Laughing pleasantly over having obtained his kiss by sheer force, Langdon, holding Virginia's reluctant hand, led her out into an open space, and the watcher caught a plain view of the girl's profile, and the sight twisted her thoughts into quite another channel. For a moment she stood as if rooted to the ground behind the bushes which had shielded her. "That girl is going to be a hard one to fool," she muttered. "I can see that from her high forehead and firm chin. Now, it really would be a joke on me if—if Jane Hemingway's offspring was to avoid the pitfall I fell into, with all the head I've got. Then, I reckon, Jane could talk; that, I reckon, would prove her right in so bitterly denouncing me; but will the girl stand the pressure? If she intends to, she's made a bad beginning. Meeting a chap like that on the sly isn't the best way to be rid of him, nor that kiss; which she let him have without a scratch or loss of a hair on his side, is another bad indication. Well, the game's on. Me 'n' Jane is on the track neck to neck with the wire and bandstand ahead. If the angels are watching this sport, them in the highest seats may shed tears, but it will be fun to the other sort. I'm reckless. I don't much care which side I amuse; the whole thing come up of its own accord, and the Lord of Creation hasn't done as much for my spiritual condition as the Prince of Darkness. I may be a she-devil, but I was made one by circumstances as naturally as a foul weed is made to grow high and strong by the manure around its root. And yet, I reckon, there must be some dregs of good left in my cup, for I felt like strangling that scamp a minute ago. But that may have been because I forgot and thought he was his daddy, and the girl was me on the brink of that chasm twenty years wide and deeper than the mystery of the grave of mankind. I don't know much, but I know I'm going to fight Jane Hemingway as long as I live. I know I'm going to do that, for I know she will keep her nose to my trail, and I wouldn't be human if I didn't hit back."

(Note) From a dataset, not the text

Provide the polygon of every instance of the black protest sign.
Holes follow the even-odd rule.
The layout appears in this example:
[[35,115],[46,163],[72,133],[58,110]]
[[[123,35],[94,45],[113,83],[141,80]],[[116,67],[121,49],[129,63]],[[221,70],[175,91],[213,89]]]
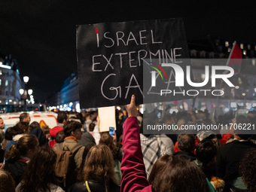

The lovers had moved on; their voices were growing faint in the shadowy distance. The gray dusk had fallen in almost palpable folds over the landscape. The nearest mountain was lost like the sight of land at sea. She walked on to her cow that was standing bellowing to her calf in the stable-lot. Laying her hand on the animal's back, Ann said: "I'm not going to milch you to-night, Sooky; I'm going to let your baby have all he wants if it fills him till he can't walk. I'm going to be better to you—you poor, dumb brute—than I am to Jane Hemingway."

Lowering the time-worn and smooth bars, she let the cow in to her young, and then, closing the opening, she went into her kitchen and sat down before the fire and pushed out her water-soaked feet to the flames to dry them.